VPC-A (10.0.0.0/16)  ←──pcx-AB──→  VPC-B (10.1.0.0/16)
                                           │
                                        pcx-BC
                                           │
                                    VPC-C (10.2.0.0/16)

VPC-A CANNOT reach VPC-C via VPC-B.
Traffic from A destined for 10.2.x.x arrives at B
but B will NOT forward it to C — peering is not transitive.

Route Table Changes Required

VPC-A Route Table (to reach VPC-B):

10.1.0.0/16    pcx-AB

VPC-B Route Table (to reach VPC-A):

10.0.0.0/16    pcx-AB

Full Mesh vs Transit Gateway

For N VPCs, full-mesh peering requires N*(N-1)/2 connections:

VPCs Peering connections needed
2 1
5 10
10 45
20 190

At scale, use Transit Gateway instead (Section 10).

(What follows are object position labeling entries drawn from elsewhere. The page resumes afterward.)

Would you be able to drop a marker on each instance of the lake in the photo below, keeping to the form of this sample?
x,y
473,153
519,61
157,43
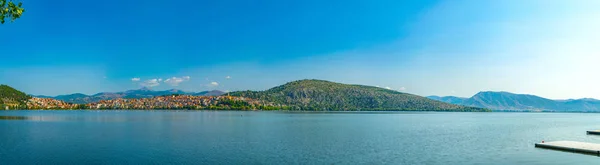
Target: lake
x,y
236,137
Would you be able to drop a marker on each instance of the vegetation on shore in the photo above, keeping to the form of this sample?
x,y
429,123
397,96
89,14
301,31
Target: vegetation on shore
x,y
320,95
307,95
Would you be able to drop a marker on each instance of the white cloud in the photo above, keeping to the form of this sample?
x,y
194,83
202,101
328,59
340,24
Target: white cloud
x,y
150,83
213,84
175,81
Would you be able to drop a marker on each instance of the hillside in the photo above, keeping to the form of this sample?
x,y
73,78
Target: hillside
x,y
12,98
325,95
448,99
524,102
79,98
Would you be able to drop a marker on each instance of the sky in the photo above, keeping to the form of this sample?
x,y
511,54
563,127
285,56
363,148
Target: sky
x,y
549,48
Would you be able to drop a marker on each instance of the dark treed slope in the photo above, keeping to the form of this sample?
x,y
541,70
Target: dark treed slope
x,y
449,99
11,97
524,102
325,95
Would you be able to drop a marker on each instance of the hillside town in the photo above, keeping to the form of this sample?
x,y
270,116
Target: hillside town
x,y
48,103
160,102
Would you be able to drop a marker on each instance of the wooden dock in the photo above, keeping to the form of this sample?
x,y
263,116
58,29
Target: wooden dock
x,y
572,146
594,132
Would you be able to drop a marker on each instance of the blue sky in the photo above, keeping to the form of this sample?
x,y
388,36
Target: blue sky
x,y
426,47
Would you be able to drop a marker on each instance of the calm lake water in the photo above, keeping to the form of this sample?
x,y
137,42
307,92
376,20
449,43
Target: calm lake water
x,y
233,137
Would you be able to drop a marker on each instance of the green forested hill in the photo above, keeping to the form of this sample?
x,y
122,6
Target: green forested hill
x,y
325,95
12,97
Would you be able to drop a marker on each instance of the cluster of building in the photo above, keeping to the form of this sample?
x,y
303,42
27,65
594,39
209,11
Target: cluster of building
x,y
48,103
179,102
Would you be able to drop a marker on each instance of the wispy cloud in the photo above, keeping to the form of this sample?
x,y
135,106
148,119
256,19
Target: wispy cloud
x,y
150,83
175,81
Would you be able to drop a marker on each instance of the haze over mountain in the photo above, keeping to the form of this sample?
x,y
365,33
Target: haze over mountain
x,y
522,102
325,95
79,98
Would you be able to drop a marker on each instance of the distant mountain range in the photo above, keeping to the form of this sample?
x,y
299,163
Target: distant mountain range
x,y
522,102
79,98
324,95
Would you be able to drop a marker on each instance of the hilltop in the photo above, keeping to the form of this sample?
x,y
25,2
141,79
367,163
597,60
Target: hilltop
x,y
12,98
523,102
325,95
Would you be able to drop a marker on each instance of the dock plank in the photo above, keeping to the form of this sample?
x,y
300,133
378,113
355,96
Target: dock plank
x,y
572,146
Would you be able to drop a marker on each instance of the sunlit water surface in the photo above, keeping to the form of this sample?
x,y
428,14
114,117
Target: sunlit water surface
x,y
233,137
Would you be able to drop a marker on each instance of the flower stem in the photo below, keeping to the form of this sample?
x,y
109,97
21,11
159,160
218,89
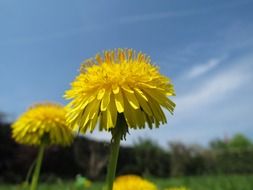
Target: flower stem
x,y
36,173
118,132
115,144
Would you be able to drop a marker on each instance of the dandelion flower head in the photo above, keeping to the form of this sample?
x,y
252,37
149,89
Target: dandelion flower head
x,y
42,123
119,82
130,182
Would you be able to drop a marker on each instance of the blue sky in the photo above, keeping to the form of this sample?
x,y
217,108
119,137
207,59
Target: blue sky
x,y
206,47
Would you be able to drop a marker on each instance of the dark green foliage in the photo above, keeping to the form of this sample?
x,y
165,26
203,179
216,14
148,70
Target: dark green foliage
x,y
151,159
146,157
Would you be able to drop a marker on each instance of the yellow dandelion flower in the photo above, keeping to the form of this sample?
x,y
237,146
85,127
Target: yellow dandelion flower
x,y
42,123
177,188
130,182
121,82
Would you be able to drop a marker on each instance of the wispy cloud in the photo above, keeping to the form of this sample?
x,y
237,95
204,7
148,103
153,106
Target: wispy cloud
x,y
214,88
202,69
155,16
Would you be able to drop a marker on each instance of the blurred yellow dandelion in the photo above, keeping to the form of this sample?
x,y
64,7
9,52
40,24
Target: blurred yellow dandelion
x,y
42,123
132,182
120,82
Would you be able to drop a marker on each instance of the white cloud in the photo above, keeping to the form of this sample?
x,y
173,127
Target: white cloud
x,y
213,89
199,70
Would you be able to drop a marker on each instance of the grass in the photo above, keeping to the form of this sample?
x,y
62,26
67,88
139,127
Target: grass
x,y
235,182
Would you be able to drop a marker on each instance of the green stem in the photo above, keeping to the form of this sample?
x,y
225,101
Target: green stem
x,y
37,168
115,144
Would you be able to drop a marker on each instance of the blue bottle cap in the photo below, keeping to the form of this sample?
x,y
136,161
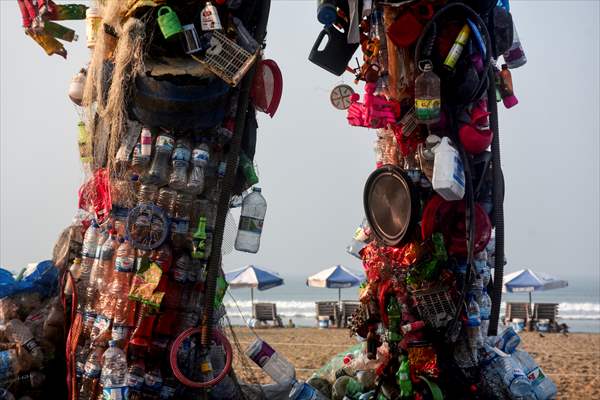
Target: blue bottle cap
x,y
327,14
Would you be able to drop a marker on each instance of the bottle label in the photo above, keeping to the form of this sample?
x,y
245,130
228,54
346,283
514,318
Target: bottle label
x,y
120,332
180,226
200,155
167,392
536,376
5,365
92,369
459,171
165,142
181,154
124,264
153,381
260,353
135,380
180,275
114,393
427,109
250,224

DNS Resolution Across Peering

By default, DNS hostnames of peered VPC instances resolve to their public IP (if any). To resolve to private IPs across the peering:

  • Enable DNS resolution from accepter VPC on the peering connection
  • Both sides must have enableDnsSupport = true

10. AWS Transit Gateway (TGW)

Transit Gateway

AWS Transit Gateway is a regional hub that interconnects VPCs, VPNs, and Direct Connect in a hub-and-spoke model. It eliminates the full-mesh complexity of VPC peering at scale.

Architecture

                          ┌──────────────────────┐
             ┌────────────│   Transit Gateway     │────────────┐
             │            │   (TGW-hub)           │            │
             │            └──────────┬────────────┘            │
             │                       │                         │
        ┌────┴────┐             ┌────┴────┐              ┌─────┴────┐
        │  VPC-A  │             │  VPC-B  │              │  VPC-C   │
        │(10.0/16)│             │(10.1/16)│              │(10.2/16) │
        └─────────┘             └─────────┘              └──────────┘
             │                                                 │
        ┌────┴────┐                                    ┌───────┴──────┐
        │  VPN    │                                    │ Direct       │
        │ (On-prem│                                    │ Connect      │
        │  DC)    │                                    │ (On-prem DC) │
        └─────────┘                                    └──────────────┘

TGW Concepts

Attachment: a connection from a VPC, VPN, DX, or another TGW to the Transit Gateway.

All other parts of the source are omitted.